Monday, February 24, 2014

Taymor post-mortem, part three, in which I get angsty about gender, move from a critique of JT to a critique of my program, and conclude my disagreements

Ellen, I hear ya!  Your patience is rewarded, as I finally make the time to finish my FEELINGS.

Continuing my wrap-up of Julie Taymor's talk at George Washington University's Global Shakespeares symposium at the end of January:

  • Taymor calls Midsummer "sloppy," but also a masterpiece.  Can it be both?  I think Midsummer is as near as Shakespeare ever came to a perfect play.  Isn't a "sloppy masterpiece" an oxymoron?  I don't think there's anything "sloppy" about Midsummer, unless you're looking at what editors and compositors have done to it over the years.  I'm particularly irked by what the editors of the most recent Norton edition did to it.  And just last week, in my textual culture class, I learned that an error made by a compositor in the printshop (when Midsummer was being prepared for its second quarto printing) managed to work its way into the accepted text of the play and that error has survived for 400 years.  So who, exactly, is being sloppy here?  It's certainly not the man himself.
  • I mean, the structure of the play is sound.  We have three fully-developed plots that progress and interweave and then are nicely resolved at the end.  Where's the slop, Julie Taymor?  Ugh.  FEELINGS.
Moving on to Taymor's film version of The Tempest, which was inspired by a stage production she did at some other point in time:
  • Taymor said that she didn't intend to do Tempest with a woman, but ended up with Helen Mirren sort of by accident, since she didn't have an actor already in mind for the role of Prospero.
  • Though Taymor clearly regendered Prospero for the film, she seems to be explaining her choice of using Helen Mirren because she's just a great actor (which she is). Okay…so WHY was it necessary to regender the role instead of just cross-gender casting it?  She spoke at length about the complex, lengthy, and difficult task of regendering the language in the script, but did not explain why she thought it was important to tell the story with Prospero as a woman.  Woman Prospero turns The Tempest into something different than what Shakespeare wrote; there's no getting around that fact. 
  • (Full disclosure: one of the second-year students in my program is working on a thesis right now about regendering some of Shakespeare's "villains" ["villains" in quotes because the characters she picked for regendering are Iago, Tybalt, and Shylock, only one of which is an actual villain], and I'm having really strong FEELINGS about it that are informing my reaction to the fact that JT clearly regendered this role and didn't speak to the reasoning behind it except to say that HM was the right choice for the role because she's so damn great.)
  • (Okay, and also because the MFA company in my program just did a regendered production of Faustus that was horrifying in that by regendering, they highlighted every awful trait that generally goes with being a woman [flighty, fickle, easily distracted by a sexy man, etc].)
  • The thing about regendering is that no one has so far been able to provide me with an argument in its favor that I find satisfactory.  (Thesis girl's argument for it is "why not" [seriously, every time she's been asked why, that's been her answer], the MFA company's argument is [I think] that they want the undergraduates at this all-girls school to be able to identify with the character and imagine themselves in that role, and JT's argument seems to be just that HM is a great actor, which she is.)  But there has long been a theatrical tradition of cross-gender casting, and there have been some high-profile productions in recent years with major roles being cross-gendered (excluding the all-men and all-women productions that spring up from time to time, which I believe is a different subject entirely).  Regendering just isn't necessary for the story, and is often detrimental or ineffective for the characters.
Clearly I have some FEELINGS about gender and the way my program is dealing with it right now.  There was no opportunity to ask questions at last night's installment of the Thesis Festival, so I'm brimming over with them today.  I imagine I might have a chance to ask questions at today's session, and if I have anything new to add, I'll write a post-mort of that as well.

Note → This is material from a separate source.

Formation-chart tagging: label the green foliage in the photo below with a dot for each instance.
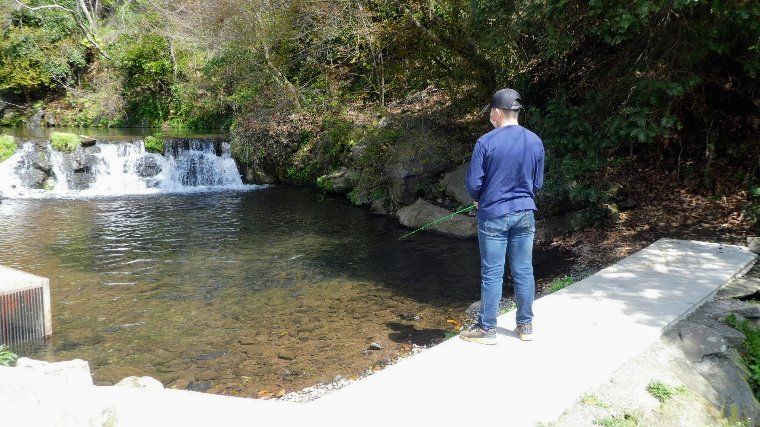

If you're interested, here's the official live-blog of last night's session: http://asc-blogs.com/2014/02/23/mfa-thesis-festival-2014/  It gave me FEELINGS (the event, not the live-blog, which I haven't read).  (Actually, no, the live-blog gave me FEELINGS as well, but only because I was sitting directly in front of the person responsible for doing it, which meant there was no escape from the furious clickety-clack of ridiculously fast typing.)

That's it! That's all she wrote!

1 comment:

Ellen said...

Brava on your gendering, regendering, cross-gendering thoughts! I'm not against any of the above, but there it has to live within a coherent concept!

What is the Midsummer error you mention that survived for so long?

Great to read about all you're doing and thinking about!